There is NO technical reason why you should have to take the entire service offline to perform maintenence
What sources would you like? I'm a little rusty being out of the server administration field for the last two years but I'm sure I can dig up something.
Storage array is irrelevant to this case as they don't typically EVER have to take a storage array offline for weekly maintenance, disk drives are hot swappable, weekly maintenance is another term for software patch installation with reservation to swap any failing hardware if needed, which 9 times out of 10 is not needed, patch only.
Authentication services are handled either off site or by a separate authentication server, and are also not needed to be interrupted by weekly software maintenance windows. I'm most familiar with AD but I know there are others out there. But regardless, weekly maintenance is not done, or really ever done, on user credential data (which authentication servers deal with, not your game data which is in your profile on the storage array) so the authentication service has no bearing on my point of 99.9% service uptime.
The only thing that is really focused on here is pulling down the actual host boxes to install the new patches and updates which can be handled on a separate set of host machines in a separate pool which when completed can then have traffic routed to it through the load balancer so you can then take the old pool offline for updating the next time. Should require at worst asking users to log out and back in to get routed to the new live pool. We did it all the time in our terminal services business when we had to roll out software updates and patches, or if one of the hosts had to be brought offline for hardware maintenance.
The Datacenter is also irrelevant, I would be HIGHLY surprised if they did not use a reputable Datacenter for their servers (such as Peak10) where they guarantee 99.9% uptime. Not even a factor for maintenance windows anyway so not sure why you even brought them up.
Also, hardware cost is almost negligible as well these days, yes they can be upwards of $10-20k for solid specs capable of hosting hundreds of thousands of concurrent users, but servers can be leased or even acquired with a financed monthly payment so the business does not have to shell out the full cost up front.
What sources would you like?
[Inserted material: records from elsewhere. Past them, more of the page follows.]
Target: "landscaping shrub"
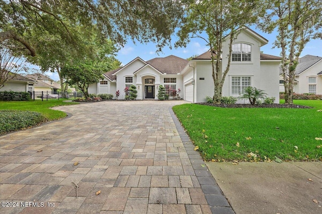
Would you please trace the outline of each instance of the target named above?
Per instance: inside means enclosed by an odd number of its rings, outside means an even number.
[[[220,102],[225,104],[234,104],[237,102],[237,98],[233,97],[222,97]]]
[[[27,101],[30,99],[30,94],[28,92],[17,92],[12,91],[0,92],[0,100],[3,101],[12,101],[14,100]]]
[[[213,103],[213,99],[212,97],[210,97],[209,96],[206,97],[206,100],[207,100],[207,102],[208,103]]]
[[[280,99],[284,100],[285,95],[284,93],[280,93]],[[293,94],[293,100],[322,100],[322,94]]]
[[[264,92],[262,89],[258,89],[253,87],[248,87],[245,89],[245,92],[239,98],[248,99],[250,103],[252,105],[257,104],[256,101],[260,99],[263,99],[266,98],[267,94]],[[262,102],[261,102],[261,103]],[[257,103],[258,103],[258,102]]]
[[[134,85],[131,85],[130,86],[130,99],[133,100],[136,99],[137,97],[137,91],[136,91],[136,86]]]
[[[157,99],[159,100],[165,100],[166,99],[165,95],[166,89],[162,85],[160,85],[159,86],[159,89],[157,92]]]
[[[40,113],[29,111],[4,110],[0,111],[0,134],[26,128],[47,119]]]
[[[112,94],[98,94],[97,96],[100,97],[102,100],[112,100],[113,95]]]
[[[272,104],[275,101],[275,98],[274,97],[267,97],[264,100],[263,103],[264,104]]]

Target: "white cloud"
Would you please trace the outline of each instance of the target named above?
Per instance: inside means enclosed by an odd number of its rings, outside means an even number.
[[[132,47],[125,46],[124,48],[121,48],[119,52],[122,55],[127,55],[131,54],[134,50],[134,49]]]
[[[200,48],[200,44],[199,44],[199,43],[196,42],[194,42],[192,44],[192,45],[195,47],[195,48]]]

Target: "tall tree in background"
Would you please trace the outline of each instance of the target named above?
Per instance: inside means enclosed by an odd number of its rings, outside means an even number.
[[[159,50],[170,45],[183,10],[180,1],[172,0],[0,0],[0,43],[35,56],[34,43],[42,32],[77,44],[72,30],[77,23],[97,25],[102,36],[121,46],[130,37],[156,42]],[[31,38],[33,27],[41,31]]]
[[[220,103],[223,83],[229,70],[233,40],[240,28],[255,23],[258,16],[265,12],[265,8],[259,5],[258,0],[190,2],[186,7],[187,16],[178,33],[180,41],[175,45],[185,47],[192,38],[199,38],[206,42],[211,50],[215,86],[213,100],[214,103]],[[221,68],[222,44],[226,39],[228,40],[229,55],[222,57],[228,58],[228,64],[225,68]]]
[[[22,71],[27,72],[26,61],[16,57],[8,48],[0,45],[0,88],[6,85],[16,75]]]
[[[295,69],[305,45],[322,39],[322,4],[316,0],[267,1],[267,14],[259,26],[271,33],[277,29],[275,47],[281,49],[281,70],[285,103],[293,103]]]

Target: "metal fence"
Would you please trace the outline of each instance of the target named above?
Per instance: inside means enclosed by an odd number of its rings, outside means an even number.
[[[82,98],[83,97],[82,93],[74,92],[58,92],[50,91],[33,91],[29,92],[31,98],[34,100],[41,99],[42,100],[48,100],[48,99],[68,99],[74,100],[77,98]]]

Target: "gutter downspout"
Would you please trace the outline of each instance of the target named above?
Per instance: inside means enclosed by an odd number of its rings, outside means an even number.
[[[192,77],[192,103],[195,103],[195,67],[191,66],[190,64],[189,64],[190,68],[193,68],[193,77]]]

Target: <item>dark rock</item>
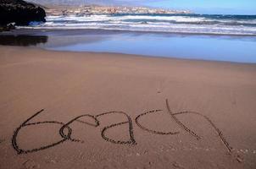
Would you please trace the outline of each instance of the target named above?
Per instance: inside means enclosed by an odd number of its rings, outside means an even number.
[[[41,7],[23,0],[0,0],[0,25],[15,23],[27,25],[31,21],[45,22],[46,13]]]
[[[0,26],[0,32],[1,31],[9,31],[11,30],[15,29],[15,24],[14,23],[10,23],[6,25]]]

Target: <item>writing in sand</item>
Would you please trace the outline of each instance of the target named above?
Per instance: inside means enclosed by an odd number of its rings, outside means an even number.
[[[186,132],[187,132],[189,134],[191,134],[192,137],[194,137],[197,139],[201,139],[201,137],[199,135],[198,135],[196,134],[195,131],[192,131],[192,129],[190,129],[189,128],[187,128],[184,123],[182,123],[178,117],[179,115],[186,115],[186,114],[192,114],[193,116],[198,116],[198,117],[203,117],[209,124],[210,126],[214,129],[214,131],[218,134],[219,137],[220,137],[220,140],[224,144],[224,145],[225,146],[226,150],[231,152],[231,148],[229,145],[228,142],[225,140],[225,139],[224,138],[221,131],[214,125],[214,123],[206,116],[199,113],[199,112],[173,112],[170,110],[170,107],[169,106],[169,102],[168,100],[166,100],[166,107],[168,110],[168,113],[170,114],[170,117],[173,119],[173,121],[175,123],[176,123],[182,129],[184,129]],[[40,113],[42,113],[44,110],[41,110],[38,112],[36,112],[36,114],[34,114],[33,116],[31,116],[31,117],[29,117],[28,119],[26,119],[24,123],[21,123],[21,125],[16,128],[16,130],[14,131],[14,134],[13,135],[13,139],[12,139],[12,145],[13,148],[17,151],[18,154],[27,154],[27,153],[32,153],[32,152],[36,152],[36,151],[40,151],[42,150],[46,150],[46,149],[49,149],[52,148],[53,146],[56,146],[58,144],[60,144],[65,141],[71,141],[71,142],[81,142],[81,140],[77,139],[74,139],[72,138],[72,128],[70,128],[70,124],[72,124],[73,123],[85,123],[86,125],[90,125],[92,127],[98,127],[101,125],[100,121],[98,120],[100,117],[103,116],[108,116],[110,114],[120,114],[122,116],[124,116],[126,119],[126,121],[125,122],[120,122],[118,123],[113,123],[111,125],[109,126],[105,126],[103,128],[102,131],[101,131],[101,136],[102,138],[110,143],[113,144],[131,144],[131,145],[135,145],[136,144],[135,137],[134,137],[134,132],[133,132],[133,123],[132,123],[132,120],[131,118],[131,117],[126,114],[125,112],[103,112],[101,114],[97,114],[96,116],[92,116],[91,114],[83,114],[78,117],[75,117],[74,118],[72,118],[71,120],[70,120],[67,123],[63,123],[63,122],[58,122],[58,121],[43,121],[43,122],[35,122],[35,123],[30,123],[33,118],[35,118],[36,116],[38,116]],[[136,118],[135,118],[135,122],[136,124],[142,130],[144,130],[145,132],[149,132],[154,134],[178,134],[179,132],[177,131],[170,131],[170,132],[161,132],[161,131],[156,131],[156,130],[153,130],[153,129],[149,129],[147,128],[146,128],[145,126],[142,125],[140,123],[140,119],[142,118],[142,117],[145,117],[150,113],[161,113],[164,112],[163,110],[151,110],[148,111],[147,112],[144,112],[142,114],[138,115]],[[94,123],[87,123],[85,121],[82,121],[81,118],[86,117],[90,117],[92,119],[92,121],[94,121]],[[31,149],[31,150],[24,150],[22,149],[22,147],[20,147],[18,144],[18,135],[19,133],[20,132],[20,130],[25,130],[26,127],[35,127],[36,125],[46,125],[46,124],[54,124],[54,125],[59,125],[59,135],[61,136],[61,139],[59,140],[56,140],[53,143],[51,143],[49,144],[46,144],[46,145],[42,145],[41,147],[38,148],[34,148],[34,149]],[[106,135],[106,131],[109,128],[113,128],[114,127],[117,126],[120,126],[120,125],[124,125],[124,124],[128,124],[129,126],[129,139],[128,140],[117,140],[117,139],[110,139]],[[25,131],[23,131],[25,132]],[[29,135],[29,134],[27,134],[27,135]]]

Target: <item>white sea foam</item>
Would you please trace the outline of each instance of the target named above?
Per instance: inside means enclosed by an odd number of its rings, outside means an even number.
[[[217,17],[218,18],[218,17]],[[255,24],[255,25],[254,25]],[[249,26],[248,26],[248,25]],[[250,26],[252,25],[252,26]],[[29,29],[103,29],[196,34],[255,35],[256,19],[216,19],[187,15],[47,16]]]

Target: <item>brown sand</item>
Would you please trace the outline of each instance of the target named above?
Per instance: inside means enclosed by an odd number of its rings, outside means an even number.
[[[1,169],[256,168],[255,64],[0,46],[0,94]]]

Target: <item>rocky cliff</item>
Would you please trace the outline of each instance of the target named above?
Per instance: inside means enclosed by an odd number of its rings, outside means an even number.
[[[14,22],[26,25],[31,21],[45,22],[46,13],[41,7],[23,0],[0,0],[0,25]]]

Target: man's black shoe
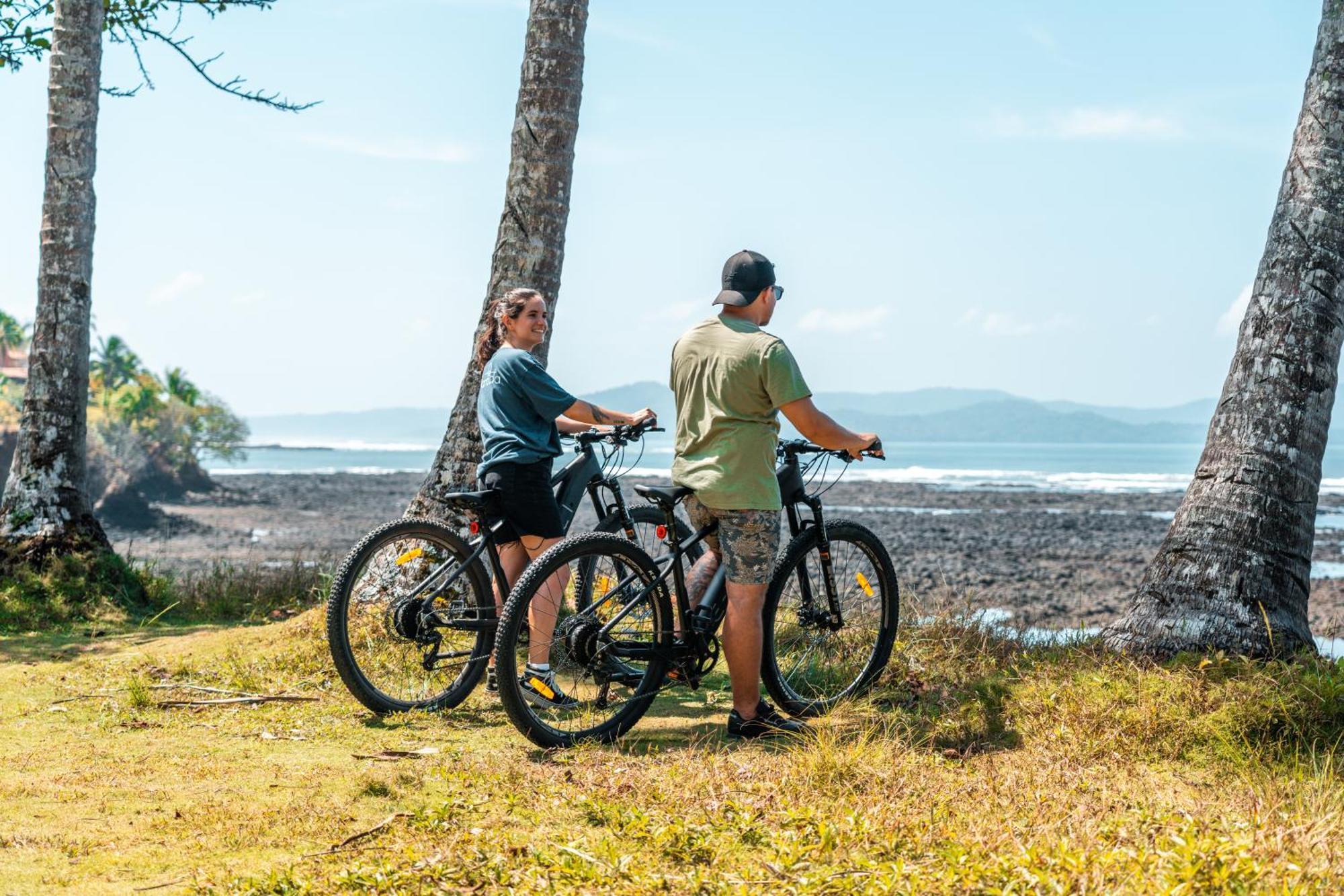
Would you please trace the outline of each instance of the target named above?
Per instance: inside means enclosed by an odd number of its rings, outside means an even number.
[[[728,713],[730,737],[745,737],[750,740],[753,737],[781,737],[786,735],[801,737],[810,733],[812,728],[804,725],[796,718],[781,716],[774,706],[763,700],[757,704],[757,714],[751,718],[742,718],[735,709]]]

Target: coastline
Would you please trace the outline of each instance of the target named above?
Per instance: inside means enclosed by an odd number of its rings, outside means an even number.
[[[214,564],[335,566],[375,525],[402,514],[423,474],[235,474],[212,492],[156,505],[152,530],[109,529],[114,548],[164,570]],[[626,476],[626,495],[638,482]],[[661,480],[665,482],[665,480]],[[1008,611],[1012,624],[1103,626],[1116,618],[1157,549],[1179,491],[1097,492],[946,488],[843,480],[823,500],[828,518],[860,522],[896,565],[902,613]],[[1335,505],[1341,505],[1331,513]],[[1344,574],[1344,499],[1321,496],[1313,560]],[[583,507],[578,529],[593,525]],[[1313,578],[1317,635],[1344,627],[1344,577]]]

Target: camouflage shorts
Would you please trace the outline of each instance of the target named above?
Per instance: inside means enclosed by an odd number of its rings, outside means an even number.
[[[695,529],[707,526],[711,519],[719,521],[718,531],[706,535],[704,541],[727,565],[730,581],[739,585],[770,581],[774,554],[780,550],[778,510],[718,510],[706,507],[695,495],[681,506]]]

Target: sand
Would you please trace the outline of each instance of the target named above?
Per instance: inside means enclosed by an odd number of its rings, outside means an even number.
[[[402,514],[419,474],[294,474],[220,478],[220,488],[157,505],[148,531],[109,530],[122,554],[165,569],[215,562],[335,566],[375,525]],[[640,480],[626,478],[629,486]],[[1138,584],[1167,533],[1179,492],[952,491],[841,482],[832,518],[876,531],[895,560],[907,605],[1004,608],[1031,626],[1099,626]],[[1333,499],[1344,505],[1341,499]],[[1321,500],[1322,510],[1332,499]],[[1340,509],[1344,513],[1344,507]],[[575,526],[590,527],[591,511]],[[1320,530],[1317,561],[1344,560],[1344,530]],[[1317,634],[1344,620],[1344,580],[1312,583]]]

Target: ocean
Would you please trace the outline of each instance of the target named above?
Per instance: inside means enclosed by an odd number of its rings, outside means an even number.
[[[301,441],[247,449],[245,459],[207,460],[212,475],[383,474],[429,470],[437,445]],[[851,464],[847,479],[923,483],[943,488],[1159,492],[1183,491],[1199,461],[1199,444],[887,443],[887,460]],[[667,475],[672,444],[648,439],[626,449],[636,475]],[[840,461],[832,461],[839,471]],[[1328,448],[1321,495],[1344,495],[1344,447]]]

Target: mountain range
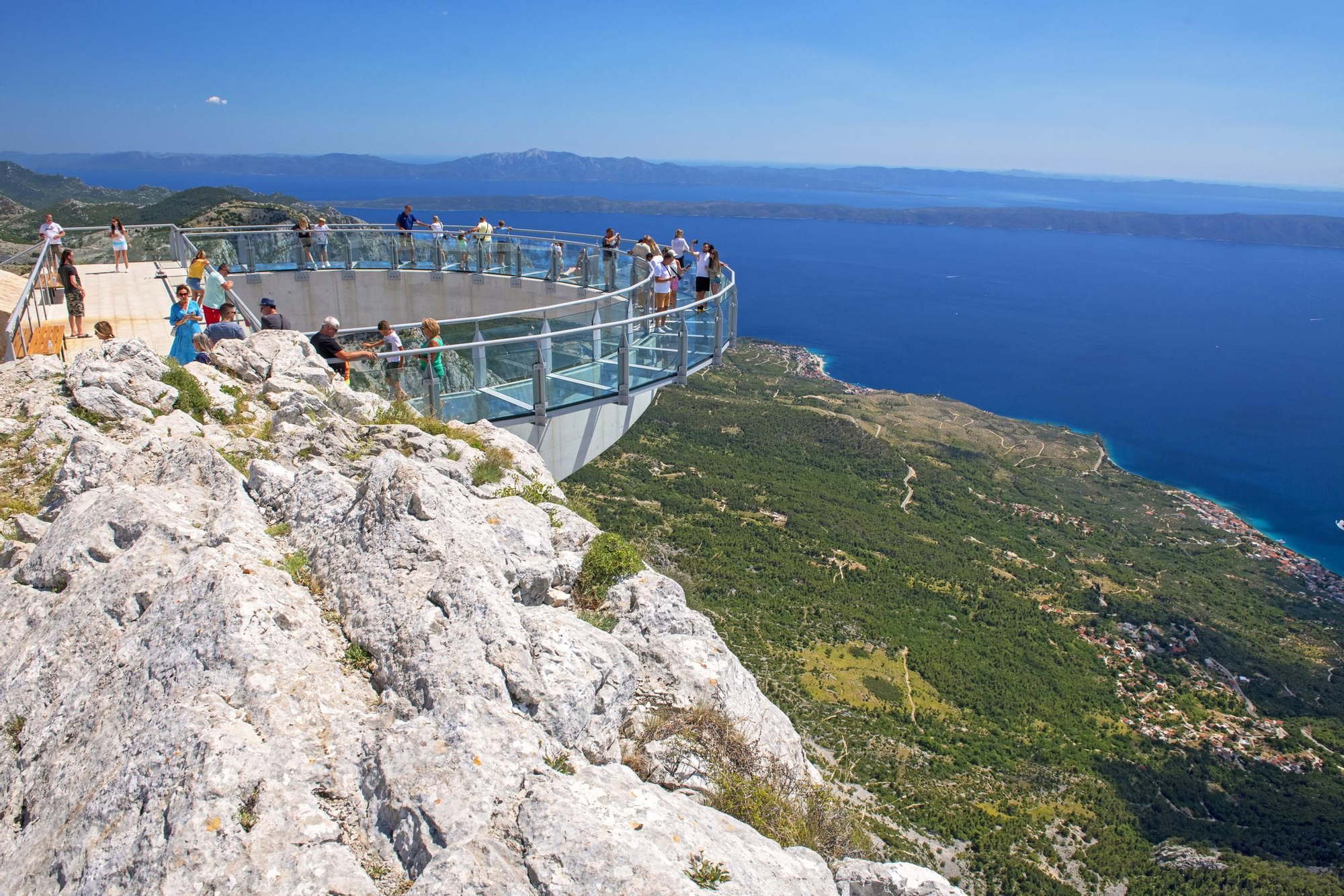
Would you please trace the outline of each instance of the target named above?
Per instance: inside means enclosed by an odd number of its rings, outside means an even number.
[[[137,172],[215,175],[301,175],[313,178],[403,178],[462,180],[550,180],[581,183],[734,184],[785,187],[796,190],[852,190],[910,192],[946,188],[989,188],[1034,191],[1058,188],[1067,182],[1073,192],[1169,194],[1192,196],[1242,196],[1339,202],[1340,194],[1327,190],[1293,190],[1183,180],[1107,180],[1059,178],[1038,172],[943,171],[937,168],[884,168],[853,165],[843,168],[775,168],[767,165],[685,165],[653,163],[633,156],[581,156],[573,152],[527,149],[488,152],[452,161],[413,164],[380,156],[325,153],[296,155],[207,155],[177,152],[113,153],[27,153],[0,151],[30,168],[46,171]]]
I'm a little rusty being out of the server administration field for the last two years but I'm sure I can dig up something.
Storage array is irrelevant to this case as they don't typically EVER have to take a storage array offline for weekly maintenance, disk drives are hot swappable, weekly maintenance is another term for software patch installation with reservation to swap any failing hardware if needed, which 9 times out of 10 is not needed, patch only.
Authentication services are handled either off site or by a separate authentication server, and are also not needed to be interrupted by weekly software maintenance windows. I'm most familiar with AD but I know there are others out there. But regardless, weekly maintenance is not done, or really ever done, on user credential data (which authentication servers deal with, not your game data which is in your profile on the storage array) so the authentication service has no bearing on my point of 99.9% service uptime.
The only thing that is really focused on here is pulling down the actual host boxes to install the new patches and updates which can be handled on a separate set of host machines in a separate pool which when completed can then have traffic routed to it through the load balancer so you can then take the old pool offline for updating the next time. Should require at worst asking users to log out and back in to get routed to the new live pool. We did it all the time in our terminal services business when we had to roll out software updates and patches, or if one of the hosts had to be brought offline for hardware maintenance.
The Datacenter is also irrelevant, I would be HIGHLY surprised if they did not use a reputable Datacenter for their servers (such as Peak10) where they guarantee 99.9% uptime. Not even a factor for maintenance windows anyway so not sure why you even brought them up.
Also, hardware cost is almost negligible as well these days, yes they can be upwards of $10-20k for solid specs capable of hosting hundreds of thousands of concurrent users, but servers can be leased or even acquired with a financed monthly payment so the business does not have to shell out the full cost up front.
Seriously , whats wrong with people. This guy gives a perfectly ( sounding at least) explanation of the possibilities of doing maintenance without the servers coming down and the only replies are ' has to be done, needed for performance..blah blah'...Does anyone have a SOLID answer as to why his/her solution of a backup server isnt possible ???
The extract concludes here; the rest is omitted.